Hydromorphone analgesia after intravenous bolus administration

Abstract

This study investigated the analgesic effects of three intravenous bolus doses of hydromorphone (10, 20, 40 μg/kg) on experimental pain measures in normal humans. Ten healthy male volunteers participated in four study sessions, one for each of the hydromorphone doses as well as a placebo (saline). They received the four treatments in counterbalanced order under double-blind conditions and with study days at least 1 week apart. During each session subjects underwent repeated electrical tooth pulp stimulation at intensities sufficient to elicit a rating of `strong pain' before drug administration. Subjective pain reports (PRs) and dental evoked potential amplitude measures (EPs) served as analgesic effect indicators.

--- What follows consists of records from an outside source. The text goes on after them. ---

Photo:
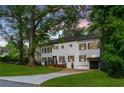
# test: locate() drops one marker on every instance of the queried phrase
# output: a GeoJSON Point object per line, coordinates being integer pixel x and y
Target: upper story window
{"type": "Point", "coordinates": [70, 45]}
{"type": "Point", "coordinates": [82, 58]}
{"type": "Point", "coordinates": [82, 46]}
{"type": "Point", "coordinates": [62, 46]}
{"type": "Point", "coordinates": [45, 50]}
{"type": "Point", "coordinates": [55, 47]}
{"type": "Point", "coordinates": [93, 45]}
{"type": "Point", "coordinates": [70, 58]}
{"type": "Point", "coordinates": [42, 50]}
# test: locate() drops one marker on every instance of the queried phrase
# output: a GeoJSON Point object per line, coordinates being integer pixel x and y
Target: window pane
{"type": "Point", "coordinates": [55, 47]}
{"type": "Point", "coordinates": [70, 45]}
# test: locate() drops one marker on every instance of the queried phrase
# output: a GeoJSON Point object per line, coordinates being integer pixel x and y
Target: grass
{"type": "Point", "coordinates": [88, 79]}
{"type": "Point", "coordinates": [17, 70]}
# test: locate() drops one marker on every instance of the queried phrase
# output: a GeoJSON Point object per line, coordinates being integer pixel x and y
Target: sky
{"type": "Point", "coordinates": [82, 23]}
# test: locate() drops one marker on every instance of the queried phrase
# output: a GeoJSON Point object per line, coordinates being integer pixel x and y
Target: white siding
{"type": "Point", "coordinates": [74, 51]}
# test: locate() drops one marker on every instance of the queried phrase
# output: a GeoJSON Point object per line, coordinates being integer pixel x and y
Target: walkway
{"type": "Point", "coordinates": [38, 79]}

We observed dose-dependent analgesia as measured by both PR ( P=0.009) and EP ( P=0.017). Area under the PR versus time curve as well as the EP versus time curve decreased in a log dose-dependent fashion. Although the peak effect was poorly defined, the onset of analgesia was rapid, within 5 min, and maximum analgesic effect was seen between 10 and 20 min after maximum plasma hydromorphone concentration. However, within sessions we found a poor correspondence between hydromorphone plasma concentration and effect. Compared to pain report data from other human studies done in our laboratory, hydromorphone has a shorter time to peak effect compared to morphine, and overall, hydromorphone hydrochloride is approximately five times as potent as morphine sulfate on a milligram basis.